Sometimes I randomly see network requests from Chrome failing with Status = '(failed)' (status code 0 from the request object in JavaScript) and the response type as 'undefined' . I cannot isolate why, my internet connection seems to be up and the same endpoint on the server works if requested from say cURL.
Viewing the request details does not show any more response information, only the request info.
I thought it might be missing CORS headers, but I have verified they are there and anyway on a CORS permission problem Chrome reports the status as '(cancelled)'.
Any thoughts? Is it just that the host is unreachable? Why does it seem that all retries from the web app also fail until the browser is restarted?

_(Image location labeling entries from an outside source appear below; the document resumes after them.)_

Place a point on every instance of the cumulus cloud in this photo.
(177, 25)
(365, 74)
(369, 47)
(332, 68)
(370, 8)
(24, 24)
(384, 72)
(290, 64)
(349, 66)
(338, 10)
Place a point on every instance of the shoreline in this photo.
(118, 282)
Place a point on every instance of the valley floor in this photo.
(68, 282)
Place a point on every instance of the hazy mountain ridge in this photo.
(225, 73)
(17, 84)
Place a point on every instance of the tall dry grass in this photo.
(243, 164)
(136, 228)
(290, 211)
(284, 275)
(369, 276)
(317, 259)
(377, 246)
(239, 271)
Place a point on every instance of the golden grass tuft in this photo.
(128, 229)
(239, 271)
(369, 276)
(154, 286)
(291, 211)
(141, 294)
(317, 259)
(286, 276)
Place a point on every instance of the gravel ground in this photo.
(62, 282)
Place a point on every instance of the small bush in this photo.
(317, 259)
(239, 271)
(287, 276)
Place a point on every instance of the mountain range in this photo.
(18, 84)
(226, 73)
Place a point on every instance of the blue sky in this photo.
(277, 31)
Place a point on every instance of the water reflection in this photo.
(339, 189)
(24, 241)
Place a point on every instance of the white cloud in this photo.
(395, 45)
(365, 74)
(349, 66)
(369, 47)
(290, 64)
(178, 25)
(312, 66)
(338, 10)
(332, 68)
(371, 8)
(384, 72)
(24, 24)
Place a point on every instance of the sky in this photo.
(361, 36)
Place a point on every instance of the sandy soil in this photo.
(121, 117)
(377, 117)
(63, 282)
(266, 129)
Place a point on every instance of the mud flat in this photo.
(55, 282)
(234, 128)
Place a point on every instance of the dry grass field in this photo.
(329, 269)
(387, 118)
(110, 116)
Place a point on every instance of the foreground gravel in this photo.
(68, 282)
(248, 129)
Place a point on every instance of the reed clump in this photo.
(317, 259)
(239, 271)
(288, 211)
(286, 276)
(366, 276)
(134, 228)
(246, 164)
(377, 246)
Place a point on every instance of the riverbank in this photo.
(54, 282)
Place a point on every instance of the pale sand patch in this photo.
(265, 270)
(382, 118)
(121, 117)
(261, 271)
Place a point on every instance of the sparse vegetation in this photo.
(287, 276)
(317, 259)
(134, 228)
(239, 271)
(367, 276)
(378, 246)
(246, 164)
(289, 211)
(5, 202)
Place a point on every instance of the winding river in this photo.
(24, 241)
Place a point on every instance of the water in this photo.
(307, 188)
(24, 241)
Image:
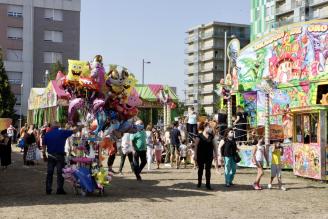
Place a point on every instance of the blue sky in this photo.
(126, 31)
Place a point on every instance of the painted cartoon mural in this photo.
(307, 160)
(293, 62)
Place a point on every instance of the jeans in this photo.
(229, 169)
(150, 152)
(55, 160)
(130, 157)
(138, 168)
(208, 165)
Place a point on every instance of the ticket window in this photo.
(306, 128)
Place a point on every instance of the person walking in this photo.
(127, 151)
(175, 136)
(192, 123)
(229, 149)
(30, 146)
(54, 145)
(205, 147)
(150, 145)
(140, 149)
(5, 149)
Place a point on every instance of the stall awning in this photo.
(150, 92)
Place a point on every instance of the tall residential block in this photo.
(271, 14)
(205, 61)
(34, 34)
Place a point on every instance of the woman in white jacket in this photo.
(127, 150)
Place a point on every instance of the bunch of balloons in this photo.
(100, 100)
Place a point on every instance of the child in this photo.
(158, 148)
(277, 152)
(183, 153)
(259, 153)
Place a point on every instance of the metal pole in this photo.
(143, 71)
(225, 54)
(20, 108)
(267, 122)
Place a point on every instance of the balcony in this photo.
(317, 2)
(191, 49)
(283, 9)
(284, 22)
(207, 91)
(208, 58)
(191, 60)
(190, 39)
(215, 46)
(191, 80)
(320, 13)
(206, 102)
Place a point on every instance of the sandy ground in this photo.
(164, 193)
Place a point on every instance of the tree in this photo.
(7, 98)
(54, 68)
(202, 111)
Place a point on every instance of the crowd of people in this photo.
(187, 141)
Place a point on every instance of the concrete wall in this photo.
(70, 47)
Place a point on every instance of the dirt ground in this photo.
(164, 193)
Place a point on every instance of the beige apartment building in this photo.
(205, 61)
(34, 34)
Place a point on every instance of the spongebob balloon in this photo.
(77, 69)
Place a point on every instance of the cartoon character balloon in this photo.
(77, 69)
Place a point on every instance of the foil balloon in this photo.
(74, 105)
(77, 69)
(98, 71)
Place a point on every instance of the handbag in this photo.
(236, 157)
(31, 152)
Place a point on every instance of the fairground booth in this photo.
(158, 103)
(47, 105)
(282, 81)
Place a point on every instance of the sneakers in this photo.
(61, 192)
(257, 187)
(283, 188)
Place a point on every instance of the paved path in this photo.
(164, 193)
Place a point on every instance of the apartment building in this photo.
(35, 34)
(270, 14)
(205, 60)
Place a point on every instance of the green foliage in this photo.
(7, 98)
(54, 68)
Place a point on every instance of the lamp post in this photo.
(143, 70)
(20, 108)
(46, 74)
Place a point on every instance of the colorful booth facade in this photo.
(290, 65)
(155, 109)
(47, 104)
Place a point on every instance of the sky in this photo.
(126, 31)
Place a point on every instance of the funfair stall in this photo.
(292, 64)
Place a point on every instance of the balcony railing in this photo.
(316, 2)
(206, 102)
(285, 21)
(206, 91)
(320, 14)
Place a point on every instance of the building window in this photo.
(52, 57)
(14, 77)
(15, 11)
(15, 33)
(53, 36)
(53, 14)
(14, 55)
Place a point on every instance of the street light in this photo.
(143, 70)
(20, 109)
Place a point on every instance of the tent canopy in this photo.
(151, 92)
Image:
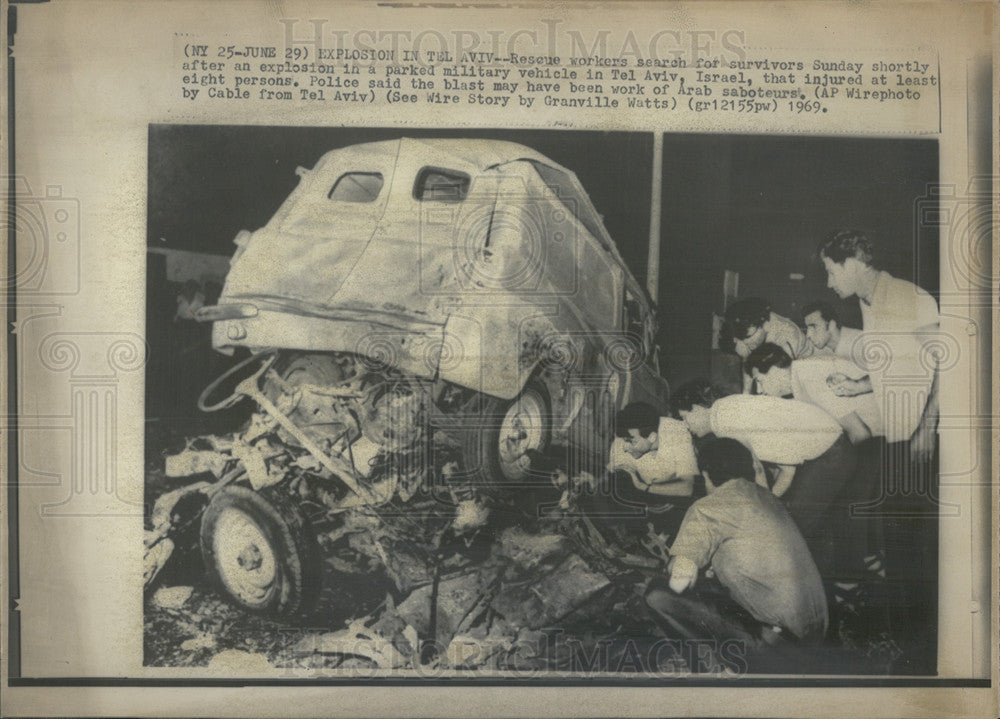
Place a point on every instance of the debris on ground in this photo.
(202, 641)
(239, 663)
(172, 597)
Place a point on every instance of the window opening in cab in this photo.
(357, 187)
(565, 189)
(435, 184)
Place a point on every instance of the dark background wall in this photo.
(752, 204)
(761, 205)
(207, 182)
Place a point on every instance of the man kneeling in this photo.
(754, 548)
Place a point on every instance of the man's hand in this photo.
(844, 386)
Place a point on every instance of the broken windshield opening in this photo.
(439, 185)
(357, 187)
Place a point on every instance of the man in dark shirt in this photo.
(743, 532)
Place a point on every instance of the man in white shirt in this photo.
(899, 319)
(810, 380)
(655, 451)
(652, 469)
(753, 547)
(824, 332)
(752, 323)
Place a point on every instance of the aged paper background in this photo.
(90, 77)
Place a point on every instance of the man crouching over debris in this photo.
(652, 466)
(742, 531)
(655, 451)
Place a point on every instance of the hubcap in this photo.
(244, 557)
(522, 429)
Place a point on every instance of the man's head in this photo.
(745, 320)
(772, 368)
(637, 424)
(822, 325)
(723, 459)
(691, 401)
(847, 256)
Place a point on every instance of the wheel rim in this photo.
(522, 429)
(244, 557)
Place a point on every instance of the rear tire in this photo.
(260, 552)
(497, 441)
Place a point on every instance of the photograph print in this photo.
(549, 405)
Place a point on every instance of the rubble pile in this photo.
(470, 581)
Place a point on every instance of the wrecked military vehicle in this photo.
(422, 317)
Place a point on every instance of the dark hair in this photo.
(724, 459)
(847, 243)
(825, 311)
(765, 357)
(747, 313)
(637, 415)
(693, 392)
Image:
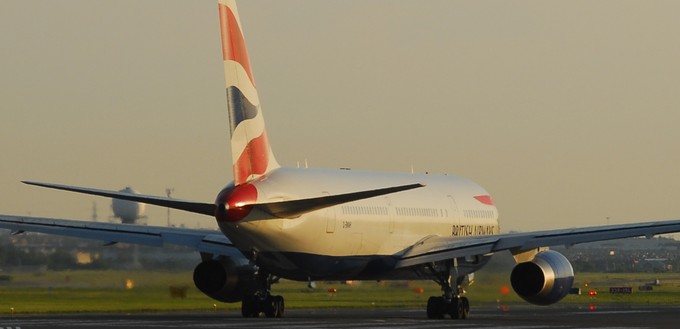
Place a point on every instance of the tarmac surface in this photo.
(491, 317)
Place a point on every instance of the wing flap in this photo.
(205, 241)
(437, 248)
(190, 206)
(296, 208)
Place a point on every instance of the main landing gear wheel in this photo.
(271, 306)
(261, 301)
(456, 308)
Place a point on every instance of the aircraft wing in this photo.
(205, 241)
(437, 248)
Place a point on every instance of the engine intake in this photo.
(222, 280)
(544, 280)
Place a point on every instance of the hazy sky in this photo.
(567, 112)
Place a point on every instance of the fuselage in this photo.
(360, 239)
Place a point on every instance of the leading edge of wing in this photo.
(205, 241)
(190, 206)
(437, 248)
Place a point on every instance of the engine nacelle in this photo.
(544, 280)
(223, 281)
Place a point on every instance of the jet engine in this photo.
(223, 280)
(544, 280)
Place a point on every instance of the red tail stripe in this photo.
(253, 160)
(233, 45)
(485, 199)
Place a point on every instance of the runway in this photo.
(515, 317)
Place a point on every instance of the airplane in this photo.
(336, 224)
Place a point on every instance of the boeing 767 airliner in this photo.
(311, 224)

I ran into this while working on an ad serving network. It ended up being the AdBlock Plus Chrome extension blocking any assets, probably the "ad" in the path. I whitelisted my domain and it worked.
This can occur when the size in Content-Length header is larger then the actual Content being submitted, chrome considers the request "failed" since it could not retrieve the entire document.
I began seeing these errors on a web page with a bad SSL certificate. I had already allowed the browser to proceed to the page, but after a while AJAX requests to the server would start failing. To fix the problem I would have to refresh the page in order to get back to the warning message so that I could accept it again and have my AJAX requests stop being blocked.
Unfortunately, in my case I haven't found the reason why Chrome forgets I want access to the domain. There is the Remember decisions to proceed through SSL errors for a specified length of time
setting in chrome://flags
, but it appears to have no affect.
I ran into this in an ASP.NET IHttpHandler because I was calling
context.Response.Close()
instead of context.Response.End()
. Wasn't quite closing the HTTP connection properly. It didn't cause a problem in any browsers but Chrome.
We had exactly this issue with an application reaching an API we control. It took a while for me to realize that slower clients were not seeing the issue, whereas faster clients (and pages with more requests) were.
It turned out that our HA Proxy was rate limiting requests on our frontend. Once we raised the limit from the value of 20 we had set up to something around 100, we no longer had the issue.
So it's possible you're getting blocked by something along the request pathway, potentially a proxy or load balancer or even a firewall.
In my case I have a Samsung laptop, and I unistalled Samsung Support Service, clear cache of Chrome and its works.